Re: UTF-8 or ASCII Header Names? from Roberto Peon on 2013-08-16 (ietf-http-wg@w3.org from July to September 2013)

From: Roberto Peon <grmocg@gmail.com>
Date: Fri, 16 Aug 2013 09:57:38 -0700
To: James M Snell <jasnell@gmail.com>
Cc: Martin Thomson <martin.thomson@gmail.com>, Martin J. Dürst <duerst@it.aoyama.ac.jp>, Fred Akalin <akalin@google.com>, "ietf-http-wg@w3.org" <ietf-http-wg@w3.org>
Message-ID: <CAP+FsNcZg==LDg19m0BhfdOpK_6tN1fXfjRqHFztHbW1=TbVZg@mail.gmail.com>

In addition to compressing the bytestrings, the compressor will have to
validate utf-8. Nearly the same complexity as normalization (which was
proposed earlier) to me-- I now get to scan things yet another time,
increasing CPU utilization.. for what?

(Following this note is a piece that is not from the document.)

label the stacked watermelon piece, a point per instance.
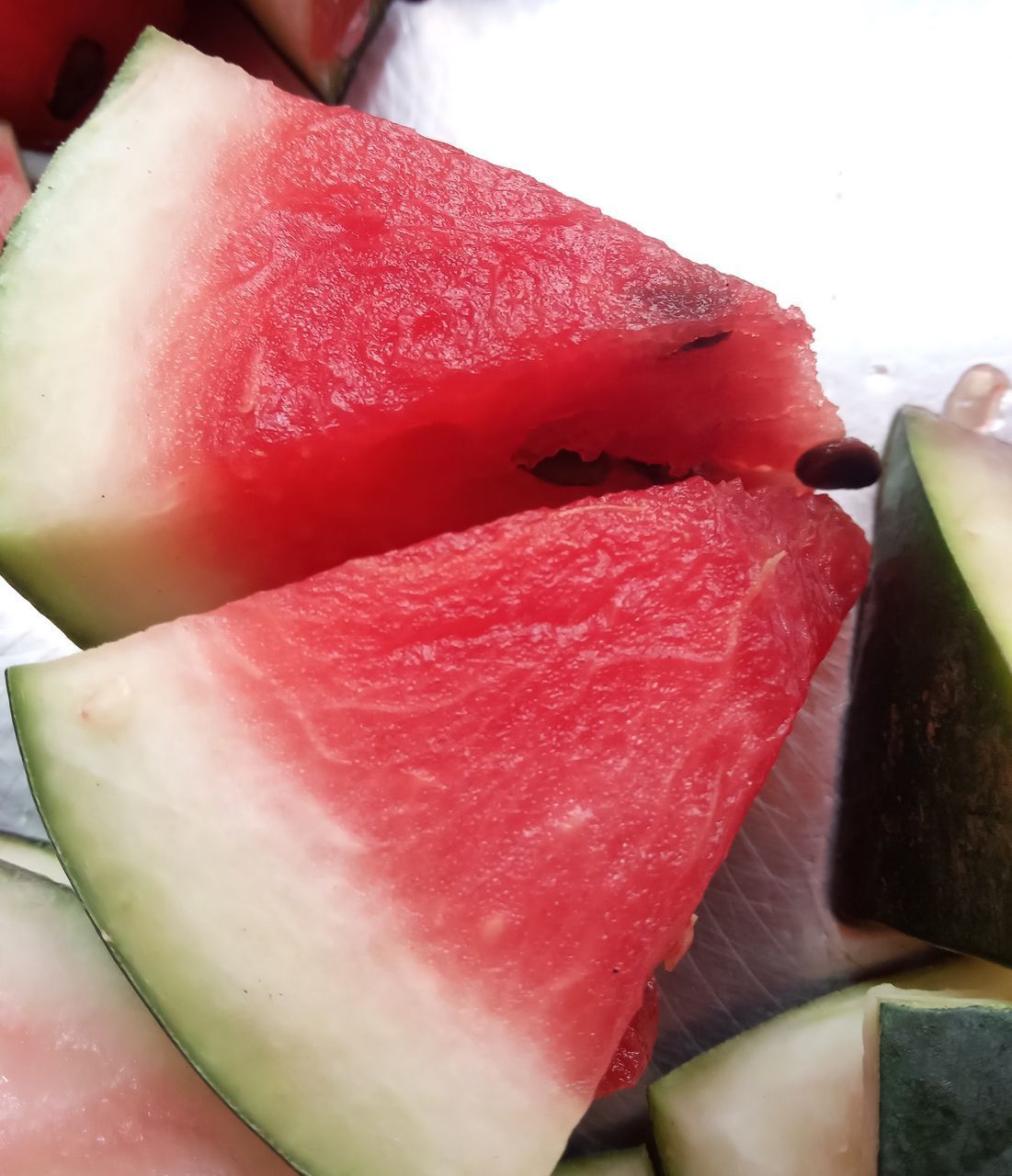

Basically nothing in return if the
upper-level doesn't care about it.

If the upper-level cares about it, then it should be a prereq of feeding
something into the compressor. If not, then it shouldn't be. Either way,
these concerns belong outside the compressor.

-=R


On Fri, Aug 16, 2013 at 9:49 AM, James M Snell <jasnell@gmail.com> wrote:

> On Fri, Aug 16, 2013 at 9:29 AM, Roberto Peon <grmocg@gmail.com> wrote:
> > I view it as liberating-- as the compressor is now freed from worrying
> about
> > normalization, etc. which, if done, should be done at a higher layer.
> >
>
> FWIW, I don't believe anyone had said anything about normalization...
> valid UTF-8 octets, yes, but not normalization. The compression
> mechanism is really not affected by whether or not we say UTF-8
> here...
>
> - James
>
> > There is currently exactly one field that the compressor makes
> assumptions
> > about and we could change that by requiring that the HTTP-layer do the
> > transformation of cookie into cookie-crumbs instead of having the
> compressor
> > do it. The compressor knows zero about anything else, semantically right
> > now.
> >
> > The huffman encoder that we had and will likely add back worked on
> bytes. It
> > mostly encountered ASCII, and thus the frequency table was skewed to
> > compress ASCII better than other things, but it could still handle UTF-8,
> > raw binary, whatever.
> >
> > I could certainly see an eventual future where some values are just raw
> > binary.
> > Sure, the huffman-based encoder would not compress that very well, but
> that
> > is OK-- the binary rep should already be fairly small in comparison to
> the
> > B64 encoding we do today (I'd rather have the data remain the same size
> than
> > getting a 30% decrease after a 4X expansion, which is what would happen
> > today...), and an escape valve of not having to use the huffman encoding
> has
> > always been the plan.
> >
> > We could still allow for compressors to do things with semantic
> knowledge,
> > but there is no need to *require* it by declaring the type of all values
> a
> > prior.
> > Simply require that any transformation the compressor does must not
> change
> > the semantic meaning of the value. Problem solved, I think.
> >
> > -=R
> >
> > -=R
> >
> >
> > On Fri, Aug 16, 2013 at 9:19 AM, Martin Thomson <
> martin.thomson@gmail.com>
> > wrote:
> >>
> >> On 16 August 2013 08:44, Roberto Peon <grmocg@gmail.com> wrote:
> >> > The keys should be ASCII, and the values bytes.
> >>
> >> That's a fairly narrow view.  If the values were (for example) ASCII,
> >> then you'd have an opportunity to compress better.  At worst, you can
> >> wipe the high order bit from every octet.
> >>
> >> At some level you are going to need to either make assumptions about
> >> the properties of values, or rely on specific knowledge about them if
> >> you are going to compress effectively.  Even if it were the case that
> >> the bytes were UTF-8, you could still make some gains over pure bytes
> >> (even just by exploiting the fact that certain byte sequences are not
> >> possible in UTF-8).
> >
> >
>

Received on Friday, 16 August 2013 16:58:06 UTC